I have a MongoDB Sharded cluster with a hybrid storage, i.e. some fast SSD and some slower and cheaper spinning rust.
For archiving I like to move some data to the slower disc. For legal reason we have to keep them, they are queried only occasionally.
In principle I would do it like this:
mongo --eval "sh.stopBalancer()" mongos-host:27017
# Repeat below on each shard host:
mongo --eval "db.fsyncLock()" localhost:27018
cp /mongodb/data/collection/3109--6926861682361166404.wt /slow-disc/mongodb/collection/3109--6926861682361166404.wt
ln --force --symbolic /mongodb/data/collection/3109--6926861682361166404.wt /slow-disc/mongodb/collection/3109--6926861682361166404.wt
mongo --eval "db.fsyncUnlock()" localhost:27018
# After all shards are done:
mongo --eval "sh.startBalancer()" mongos-host:27017
The indexes shall remain on the fast disc.
Would this be a reliable way to archive my data? What happens if the collection is read while move?
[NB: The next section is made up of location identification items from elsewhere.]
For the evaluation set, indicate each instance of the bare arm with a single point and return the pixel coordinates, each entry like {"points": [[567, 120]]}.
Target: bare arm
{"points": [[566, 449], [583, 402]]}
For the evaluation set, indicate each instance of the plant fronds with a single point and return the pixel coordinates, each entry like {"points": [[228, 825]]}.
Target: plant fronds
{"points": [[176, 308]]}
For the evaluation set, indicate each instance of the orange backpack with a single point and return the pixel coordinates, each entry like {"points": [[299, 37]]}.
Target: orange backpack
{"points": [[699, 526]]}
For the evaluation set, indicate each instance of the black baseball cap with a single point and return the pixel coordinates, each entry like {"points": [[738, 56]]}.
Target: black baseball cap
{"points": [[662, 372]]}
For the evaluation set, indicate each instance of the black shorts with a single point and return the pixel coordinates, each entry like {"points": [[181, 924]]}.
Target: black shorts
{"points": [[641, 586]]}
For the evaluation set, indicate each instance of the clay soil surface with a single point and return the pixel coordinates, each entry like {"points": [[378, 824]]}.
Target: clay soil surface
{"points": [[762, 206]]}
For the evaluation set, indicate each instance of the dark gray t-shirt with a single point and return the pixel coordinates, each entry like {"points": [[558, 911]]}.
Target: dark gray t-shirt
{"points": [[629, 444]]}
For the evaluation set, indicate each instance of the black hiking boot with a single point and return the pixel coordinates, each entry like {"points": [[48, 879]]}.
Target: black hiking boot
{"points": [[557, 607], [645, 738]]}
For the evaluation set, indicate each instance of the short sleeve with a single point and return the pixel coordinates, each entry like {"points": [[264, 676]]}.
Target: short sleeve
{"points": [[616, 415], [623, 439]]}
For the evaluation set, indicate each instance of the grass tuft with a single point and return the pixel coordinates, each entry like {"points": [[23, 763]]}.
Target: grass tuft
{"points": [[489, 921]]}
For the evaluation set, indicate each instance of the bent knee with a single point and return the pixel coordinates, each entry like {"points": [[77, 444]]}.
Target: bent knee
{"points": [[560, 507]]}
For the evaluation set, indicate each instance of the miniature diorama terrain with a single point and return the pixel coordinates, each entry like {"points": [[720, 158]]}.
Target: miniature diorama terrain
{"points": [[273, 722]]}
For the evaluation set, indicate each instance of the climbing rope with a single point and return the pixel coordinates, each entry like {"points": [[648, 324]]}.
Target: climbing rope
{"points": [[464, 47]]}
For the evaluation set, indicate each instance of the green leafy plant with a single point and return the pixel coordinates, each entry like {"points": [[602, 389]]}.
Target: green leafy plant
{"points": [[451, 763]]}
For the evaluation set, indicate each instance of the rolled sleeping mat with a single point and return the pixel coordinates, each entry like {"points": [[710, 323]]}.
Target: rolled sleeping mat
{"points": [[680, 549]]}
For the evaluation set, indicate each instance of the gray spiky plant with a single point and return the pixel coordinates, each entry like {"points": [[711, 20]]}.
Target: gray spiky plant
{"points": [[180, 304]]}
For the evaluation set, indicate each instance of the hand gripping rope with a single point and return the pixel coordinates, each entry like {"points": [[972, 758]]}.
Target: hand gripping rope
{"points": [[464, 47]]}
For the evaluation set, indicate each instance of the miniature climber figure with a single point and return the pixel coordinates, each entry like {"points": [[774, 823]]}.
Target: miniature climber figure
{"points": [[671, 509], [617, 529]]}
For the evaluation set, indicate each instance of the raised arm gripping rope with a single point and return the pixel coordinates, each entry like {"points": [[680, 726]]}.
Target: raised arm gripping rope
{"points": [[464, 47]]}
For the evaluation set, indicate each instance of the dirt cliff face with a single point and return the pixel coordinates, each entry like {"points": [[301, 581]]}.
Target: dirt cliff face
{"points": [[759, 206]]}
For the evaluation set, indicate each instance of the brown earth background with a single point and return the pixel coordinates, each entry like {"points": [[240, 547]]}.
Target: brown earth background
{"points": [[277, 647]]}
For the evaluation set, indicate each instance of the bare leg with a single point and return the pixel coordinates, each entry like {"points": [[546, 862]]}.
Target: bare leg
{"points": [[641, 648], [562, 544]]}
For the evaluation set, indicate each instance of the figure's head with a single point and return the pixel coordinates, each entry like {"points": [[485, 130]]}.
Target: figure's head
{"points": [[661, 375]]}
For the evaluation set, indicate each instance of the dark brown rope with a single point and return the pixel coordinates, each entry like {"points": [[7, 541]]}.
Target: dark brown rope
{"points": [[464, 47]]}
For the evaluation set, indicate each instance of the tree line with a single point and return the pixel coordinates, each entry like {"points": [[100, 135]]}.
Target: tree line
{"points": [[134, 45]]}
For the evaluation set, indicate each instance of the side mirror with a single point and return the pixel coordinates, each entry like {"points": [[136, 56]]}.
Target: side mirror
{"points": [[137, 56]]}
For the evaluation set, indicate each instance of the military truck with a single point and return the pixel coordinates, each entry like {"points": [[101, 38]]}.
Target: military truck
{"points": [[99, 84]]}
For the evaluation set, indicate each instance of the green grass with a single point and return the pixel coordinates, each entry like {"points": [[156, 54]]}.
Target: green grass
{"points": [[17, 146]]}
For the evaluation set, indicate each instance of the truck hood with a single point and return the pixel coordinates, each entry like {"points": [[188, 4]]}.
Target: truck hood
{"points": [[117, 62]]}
Another approach would be a file system like this:
/mongodb/data/collection
/mongodb/data/index
/mongodb/archive/collection -> /slow-disc/mongodb/collection
/mongodb/archive/index
And then move the collection as this:
mongo --eval 'sh.shardCollection("archive.coll", shardKey)' mongos-host:27017
mongodump --uri "mongodb://mongos-host:27017" --db=data --collection=coll --archive=- | mongorestore --uri "mongodb://mongos-host:27017" --nsFrom="data.coll" --nsTo="archive.coll" --archive=-
mongo --eval 'db.getSiblingDB("data").getCollection("coll").drop()' mongos-host:27017
Main disadvantage: the balancer has to distribute the whole data across the shards. It creates additional load on my shared cluster.
Which approach would you recommend?